Binary to text in Java

Question

I have a String with binary data in it (1110100) I want to get the text out so I can print it (1110100 would print "t"). I tried this, it is similar to what I used to transform my text to binary but it's not working at all:

    public static String toText(String info)throws UnsupportedEncodingException{
        byte[] encoded = info.getBytes();
        String text = new String(encoded, "UTF-8");
        System.out.println("print: "+text);
        return text;
    }

Any corrections or suggestions would be much appreciated.

Thanks!

Answer 1

You can use Integer.parseInt with a radix of 2 (binary) to convert the binary string to an integer:

int charCode = Integer.parseInt(info, 2);

Then if you want the corresponding character as a string:

String str = new Character((char)charCode).toString();

Answer 2

This is my one (Working fine on Java 8):

String input = "01110100"; // Binary input as String
StringBuilder sb = new StringBuilder(); // Some place to store the chars

Arrays.stream( // Create a Stream
    input.split("(?<=\\G.{8})") // Splits the input string into 8-char-sections (Since a char has 8 bits = 1 byte)
).forEach(s -> // Go through each 8-char-section...
    sb.append((char) Integer.parseInt(s, 2)) // ...and turn it into an int and then to a char
);

String output = sb.toString(); // Output text (t)

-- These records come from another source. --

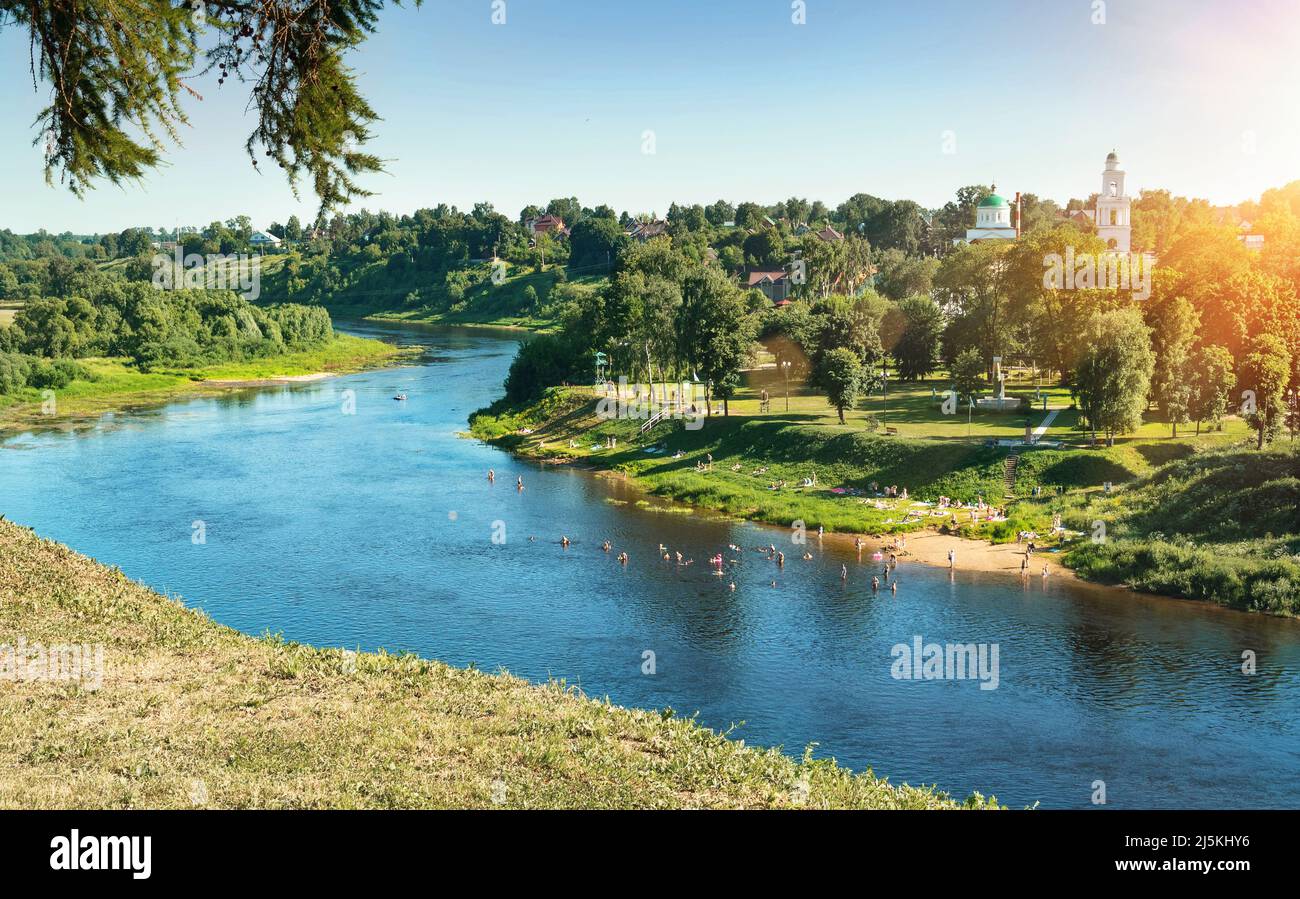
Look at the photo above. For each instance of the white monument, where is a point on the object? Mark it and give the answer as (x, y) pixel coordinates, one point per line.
(999, 402)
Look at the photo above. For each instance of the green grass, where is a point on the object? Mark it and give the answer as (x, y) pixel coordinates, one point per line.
(191, 713)
(371, 292)
(1166, 491)
(116, 381)
(1220, 525)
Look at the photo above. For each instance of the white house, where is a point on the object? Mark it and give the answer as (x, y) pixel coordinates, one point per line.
(261, 240)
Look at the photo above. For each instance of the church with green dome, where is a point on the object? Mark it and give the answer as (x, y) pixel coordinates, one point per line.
(992, 220)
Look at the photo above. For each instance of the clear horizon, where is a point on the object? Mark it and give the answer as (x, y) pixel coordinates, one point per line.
(745, 105)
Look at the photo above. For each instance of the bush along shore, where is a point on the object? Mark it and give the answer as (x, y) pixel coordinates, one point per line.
(117, 696)
(1217, 522)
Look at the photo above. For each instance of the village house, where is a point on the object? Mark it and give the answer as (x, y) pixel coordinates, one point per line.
(774, 285)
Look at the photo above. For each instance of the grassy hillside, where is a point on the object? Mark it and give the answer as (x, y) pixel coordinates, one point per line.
(116, 381)
(1196, 517)
(191, 713)
(750, 454)
(1220, 525)
(510, 296)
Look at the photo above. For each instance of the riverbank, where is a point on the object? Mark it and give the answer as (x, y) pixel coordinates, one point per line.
(117, 385)
(1162, 531)
(174, 711)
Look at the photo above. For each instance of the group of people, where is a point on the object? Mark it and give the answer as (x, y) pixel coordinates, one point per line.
(891, 490)
(519, 481)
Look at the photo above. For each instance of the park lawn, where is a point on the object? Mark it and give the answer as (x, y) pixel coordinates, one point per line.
(194, 715)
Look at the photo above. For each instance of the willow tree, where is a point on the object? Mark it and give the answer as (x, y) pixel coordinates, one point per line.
(120, 73)
(1113, 374)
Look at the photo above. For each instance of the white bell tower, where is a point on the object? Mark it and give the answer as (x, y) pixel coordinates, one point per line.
(1114, 225)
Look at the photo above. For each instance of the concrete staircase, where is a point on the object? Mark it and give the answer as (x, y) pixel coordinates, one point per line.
(1009, 474)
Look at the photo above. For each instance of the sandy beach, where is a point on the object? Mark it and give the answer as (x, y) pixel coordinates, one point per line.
(931, 548)
(271, 382)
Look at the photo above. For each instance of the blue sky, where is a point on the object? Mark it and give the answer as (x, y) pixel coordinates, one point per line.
(1199, 96)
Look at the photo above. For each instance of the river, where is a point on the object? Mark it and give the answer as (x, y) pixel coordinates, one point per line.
(376, 529)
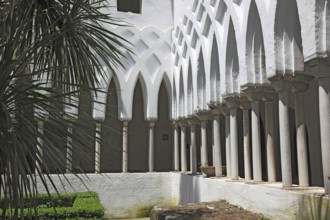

and the compressed method printing to console:

Arrays.stream(input.split("(?<=\\G.{8})")).forEach(s -> System.out.print((char) Integer.parseInt(s, 2))); 
System.out.print('\n');

I am sure there are "better" ways to do this but this is the smallest one you can probably get.

Answer 3

I know the OP stated that their binary was in a String format but for the sake of completeness I thought I would add a solution to convert directly from a byte[] to an alphabetic String representation.

As casablanca stated you basically need to obtain the numerical representation of the alphabetic character. If you are trying to convert anything longer than a single character it will probably come as a byte[] and instead of converting that to a string and then using a for loop to append the characters of each byte you can use ByteBuffer and CharBuffer to do the lifting for you:

public static String bytesToAlphabeticString(byte[] bytes) {
    CharBuffer cb = ByteBuffer.wrap(bytes).asCharBuffer();
    return cb.toString();
}

N.B. Uses UTF char set

Alternatively using the String constructor:

String text = new String(bytes, 0, bytes.length, "ASCII");

Answer 4

public static String binaryToText(String binary) {
    return Arrays.stream(binary.split("(?<=\\G.{8})"))/* regex to split the bits array by 8*/
                 .parallel()
                 .map(eightBits -> (char)Integer.parseInt(eightBits, 2))
                 .collect(
                                 StringBuilder::new,
                                 StringBuilder::append,
                                 StringBuilder::append
                 ).toString();
}

Answer 5

Here is the answer.

private String[] splitByNumber(String s, int size) {
    return s.split("(?<=\\G.{"+size+"})");
}

Answer 6

The other way around (Where "info" is the input text and "s" the binary version of it)

byte[] bytes = info.getBytes();
BigInteger bi = new BigInteger(bytes);
String s = bi.toString(2); 

Answer 7

Look at the parseInt function. You may also need a cast and the Character.toString function.

Answer 8

Also you can use alternative solution without streams and regular expressions (based on casablanca's answer):

public static String binaryToText(String binaryString) {
    StringBuilder stringBuilder = new StringBuilder();
    int charCode;
    for (int i = 0; i < binaryString.length(); i += 8) {
        charCode = Integer.parseInt(binaryString.substring(i, i + 8), 2);
        String returnChar = Character.toString((char) charCode);
        stringBuilder.append(returnChar);
    }
    return stringBuilder.toString();
}

you just need to append the specified character as a string to character sequence.